(EDIT: I had previously stated that fetching classified objects would return objects that are deliberately close to the decision boundary. This was ONCE the case, but no longer is! This means the method discussed below for assessing accuracy of classifier can not be expected to give a worst-case accuracy. I have changed the text below so as not to confuse people who find this post in the future. My apologies for any confusion.)
Cross-validation is on our long-term todo list.
We now advise users to use the object fetching tools in classifier to assess accuracy. Here’s a snip from the manual in progress:
One way to gauge the classifier’s performance is to fetch a large number of objects of a given class (e.g., positive) from the whole experiment. The fraction of the retrieved objects that you would classify as actually matching that particular phenotype should give you an idea of the classifier’s general performance. For example: if you fetch 100 positive objects but find upon inspection that 5 of the retrieved objects are not positives, then you can expect the classifier to have roughly a 5% false positive rate.

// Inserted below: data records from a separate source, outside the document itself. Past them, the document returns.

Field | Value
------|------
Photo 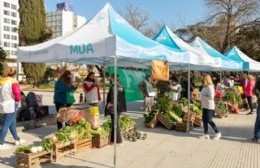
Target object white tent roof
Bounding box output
[225,46,260,72]
[154,25,221,70]
[17,3,195,66]
[191,37,242,71]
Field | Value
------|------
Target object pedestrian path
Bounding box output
[0,113,260,168]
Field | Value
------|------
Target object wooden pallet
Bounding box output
[16,151,53,168]
[144,111,159,128]
[175,123,187,132]
[53,142,75,162]
[92,132,110,148]
[73,138,92,152]
[158,113,174,130]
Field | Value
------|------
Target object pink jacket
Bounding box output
[245,80,255,96]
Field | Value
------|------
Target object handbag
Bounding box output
[66,91,76,104]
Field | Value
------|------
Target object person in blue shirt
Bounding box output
[54,70,77,130]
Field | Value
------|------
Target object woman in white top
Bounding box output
[83,72,101,105]
[169,77,182,101]
[200,74,221,140]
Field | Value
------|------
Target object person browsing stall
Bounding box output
[200,74,221,140]
[105,74,127,144]
[54,70,78,130]
[0,67,25,150]
[83,72,101,105]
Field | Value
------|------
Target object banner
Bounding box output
[108,67,151,101]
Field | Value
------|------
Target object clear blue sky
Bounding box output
[44,0,207,28]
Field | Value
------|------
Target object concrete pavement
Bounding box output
[0,91,260,168]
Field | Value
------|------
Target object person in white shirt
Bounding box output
[200,74,221,140]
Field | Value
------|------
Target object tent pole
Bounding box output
[112,55,118,168]
[187,64,190,133]
[103,63,106,118]
[16,62,20,81]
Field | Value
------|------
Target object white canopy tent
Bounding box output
[225,46,260,72]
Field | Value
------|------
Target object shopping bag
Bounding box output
[152,60,169,81]
[89,106,99,116]
[66,91,76,104]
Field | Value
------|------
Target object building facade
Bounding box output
[46,2,86,38]
[0,0,20,59]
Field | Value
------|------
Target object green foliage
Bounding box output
[22,63,46,86]
[18,0,52,86]
[0,46,6,76]
[156,81,170,97]
[153,97,172,112]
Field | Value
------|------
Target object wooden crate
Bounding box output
[145,111,159,128]
[158,113,174,130]
[73,138,92,152]
[175,123,187,132]
[193,116,202,127]
[92,132,110,148]
[53,142,75,162]
[16,151,53,168]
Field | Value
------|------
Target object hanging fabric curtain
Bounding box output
[152,60,169,81]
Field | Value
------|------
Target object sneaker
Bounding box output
[14,139,26,146]
[252,138,258,143]
[199,134,210,139]
[0,144,11,150]
[213,132,221,140]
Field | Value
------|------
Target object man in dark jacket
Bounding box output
[139,75,155,112]
[105,74,127,143]
[252,76,260,143]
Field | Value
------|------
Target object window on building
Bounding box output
[4,34,10,39]
[4,42,10,47]
[11,12,17,17]
[12,36,17,40]
[4,26,10,31]
[11,4,17,10]
[4,18,10,23]
[4,2,10,8]
[11,20,17,25]
[4,10,10,16]
[11,43,17,48]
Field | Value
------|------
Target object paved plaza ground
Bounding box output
[0,93,260,168]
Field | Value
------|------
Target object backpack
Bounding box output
[26,92,39,108]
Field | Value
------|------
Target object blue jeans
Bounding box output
[254,105,260,139]
[0,105,19,144]
[202,108,219,134]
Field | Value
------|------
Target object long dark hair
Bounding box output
[59,70,72,86]
[84,72,95,82]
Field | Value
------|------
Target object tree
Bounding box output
[18,0,52,86]
[123,3,149,31]
[235,25,260,61]
[0,46,6,76]
[205,0,260,53]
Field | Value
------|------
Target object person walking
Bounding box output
[83,72,101,106]
[0,67,25,150]
[200,74,221,140]
[54,70,78,130]
[252,76,260,143]
[245,75,255,115]
[139,75,155,113]
[105,74,127,144]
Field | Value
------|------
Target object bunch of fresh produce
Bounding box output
[15,146,43,153]
[179,97,188,107]
[172,104,184,118]
[144,110,157,124]
[40,138,54,152]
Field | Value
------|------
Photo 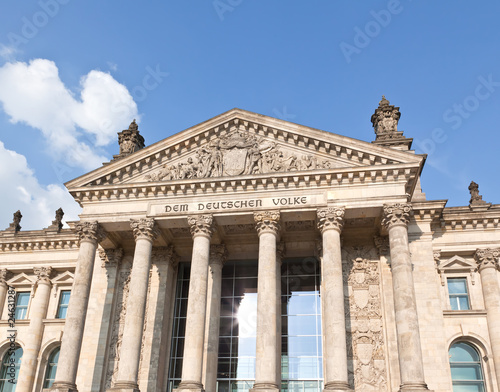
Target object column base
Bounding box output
[323,381,354,392]
[399,382,434,392]
[250,382,279,392]
[106,381,141,392]
[49,381,78,392]
[174,381,205,392]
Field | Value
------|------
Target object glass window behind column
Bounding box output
[14,292,30,320]
[447,278,470,310]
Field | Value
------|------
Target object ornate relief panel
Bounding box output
[342,246,388,392]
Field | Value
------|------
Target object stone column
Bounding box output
[317,207,351,391]
[177,215,214,392]
[0,268,9,318]
[16,267,52,392]
[474,249,500,385]
[112,218,159,392]
[51,222,105,392]
[205,244,227,392]
[382,203,428,392]
[251,211,281,392]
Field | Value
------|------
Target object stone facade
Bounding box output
[0,102,500,392]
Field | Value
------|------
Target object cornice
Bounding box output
[70,163,420,204]
[66,109,425,191]
[0,229,79,252]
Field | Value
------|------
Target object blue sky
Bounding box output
[0,0,500,229]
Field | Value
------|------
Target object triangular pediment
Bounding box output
[439,255,476,271]
[66,109,425,202]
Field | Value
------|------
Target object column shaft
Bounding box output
[205,245,226,392]
[318,207,350,392]
[383,204,428,391]
[251,211,281,392]
[16,267,52,392]
[475,249,500,385]
[177,215,213,391]
[51,222,104,392]
[112,218,158,391]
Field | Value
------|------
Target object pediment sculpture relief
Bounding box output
[145,130,332,181]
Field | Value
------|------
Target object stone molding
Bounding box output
[0,268,11,285]
[253,211,281,236]
[151,245,179,268]
[373,235,391,256]
[33,267,52,285]
[99,248,123,268]
[474,248,500,271]
[130,218,160,242]
[188,214,215,238]
[75,221,106,244]
[382,203,412,229]
[317,207,345,233]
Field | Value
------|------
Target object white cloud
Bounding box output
[0,142,81,230]
[0,59,138,170]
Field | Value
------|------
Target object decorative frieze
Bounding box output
[130,218,160,241]
[33,267,52,284]
[253,211,281,235]
[382,203,412,229]
[75,221,106,243]
[188,214,215,237]
[317,207,345,232]
[474,248,500,271]
[99,248,123,268]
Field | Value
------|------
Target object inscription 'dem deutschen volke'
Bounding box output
[165,196,307,212]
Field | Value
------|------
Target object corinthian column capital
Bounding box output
[130,218,160,242]
[188,214,215,238]
[210,244,227,267]
[33,267,52,284]
[474,248,500,271]
[75,221,106,244]
[253,211,281,235]
[382,203,412,229]
[317,207,345,233]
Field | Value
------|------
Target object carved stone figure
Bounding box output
[7,210,23,233]
[145,130,332,182]
[113,119,144,160]
[371,95,403,140]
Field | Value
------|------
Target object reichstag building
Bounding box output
[0,97,500,392]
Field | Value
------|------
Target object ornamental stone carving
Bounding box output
[253,211,281,235]
[6,210,23,233]
[130,218,160,242]
[145,129,332,181]
[99,248,123,268]
[210,244,227,267]
[151,245,179,267]
[371,95,403,140]
[382,203,412,229]
[33,267,52,284]
[75,221,106,243]
[113,119,144,161]
[317,207,345,233]
[188,214,215,238]
[474,248,500,271]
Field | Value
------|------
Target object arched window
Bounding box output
[43,347,61,388]
[0,347,23,392]
[450,342,485,392]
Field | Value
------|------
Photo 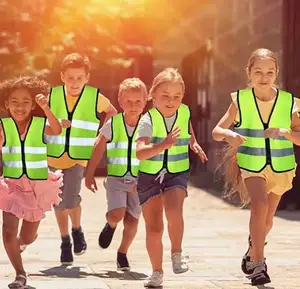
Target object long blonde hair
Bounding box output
[217,48,279,207]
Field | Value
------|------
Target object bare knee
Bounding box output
[251,195,268,215]
[124,213,139,232]
[106,208,125,224]
[2,224,18,243]
[146,218,164,238]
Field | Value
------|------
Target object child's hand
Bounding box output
[190,141,208,163]
[35,93,49,109]
[85,174,98,193]
[264,128,290,139]
[61,119,72,128]
[225,131,246,148]
[163,126,180,149]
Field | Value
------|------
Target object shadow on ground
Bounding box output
[29,266,148,280]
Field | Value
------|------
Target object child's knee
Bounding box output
[2,224,18,243]
[106,208,125,223]
[146,220,164,236]
[20,234,37,245]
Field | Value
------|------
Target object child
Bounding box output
[47,53,117,265]
[212,49,300,285]
[0,77,62,289]
[136,68,207,287]
[85,78,148,271]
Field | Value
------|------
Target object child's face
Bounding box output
[249,59,277,90]
[153,81,184,117]
[119,91,146,116]
[5,88,35,122]
[61,67,90,96]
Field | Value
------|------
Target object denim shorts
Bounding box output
[137,171,190,205]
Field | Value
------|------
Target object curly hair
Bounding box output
[0,76,50,114]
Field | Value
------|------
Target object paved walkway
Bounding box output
[0,179,300,289]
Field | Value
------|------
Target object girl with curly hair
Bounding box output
[0,77,62,289]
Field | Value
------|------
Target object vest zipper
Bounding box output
[264,123,271,165]
[127,137,133,176]
[65,112,72,155]
[21,140,27,176]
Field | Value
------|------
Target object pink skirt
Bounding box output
[0,171,63,222]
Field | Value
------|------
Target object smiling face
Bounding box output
[153,81,184,117]
[119,90,147,117]
[248,58,277,91]
[61,67,90,96]
[5,88,35,123]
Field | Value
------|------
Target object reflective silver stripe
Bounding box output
[234,127,287,140]
[69,137,95,147]
[3,161,48,169]
[2,147,22,154]
[148,152,189,162]
[107,142,136,149]
[26,161,48,169]
[151,137,190,146]
[107,157,139,166]
[271,148,294,157]
[2,147,47,154]
[238,146,294,157]
[238,146,266,156]
[25,147,47,154]
[44,135,66,144]
[71,119,99,131]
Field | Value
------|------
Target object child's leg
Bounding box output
[2,212,26,275]
[19,220,40,245]
[118,212,139,254]
[266,193,282,236]
[245,177,268,262]
[163,187,186,254]
[142,196,164,273]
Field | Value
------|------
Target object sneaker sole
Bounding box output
[60,262,73,266]
[117,267,131,272]
[173,268,190,275]
[74,250,86,256]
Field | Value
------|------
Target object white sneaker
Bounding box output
[172,253,189,274]
[144,271,164,288]
[20,245,27,253]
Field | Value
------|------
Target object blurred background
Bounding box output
[0,0,300,209]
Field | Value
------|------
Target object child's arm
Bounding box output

The same method can be used to determine an approximate false negative rate (in the case of 2 classes).
Another way to gauge the classifier’s performance is to use the “Score Image” button as described in III.D.5, which will allow you to see qualitatively how the classifier performs on a single image. Although the results cannot be reliably extrapolated to the remaining images, it can be useful to examine control images and further refine the rules by adding misclassified objects in those images to the proper bins.[/quote]
– I hope this is helpful.
As for the max number of rules, here’s another manual clip:
[quote]•During initial training, it is best to use a small number of rules (5-10) to make sure that you do not define your phenotype too narrowly. That is, you want to identify a wide variety of objects that display your phenotype but differ in their other characteristics.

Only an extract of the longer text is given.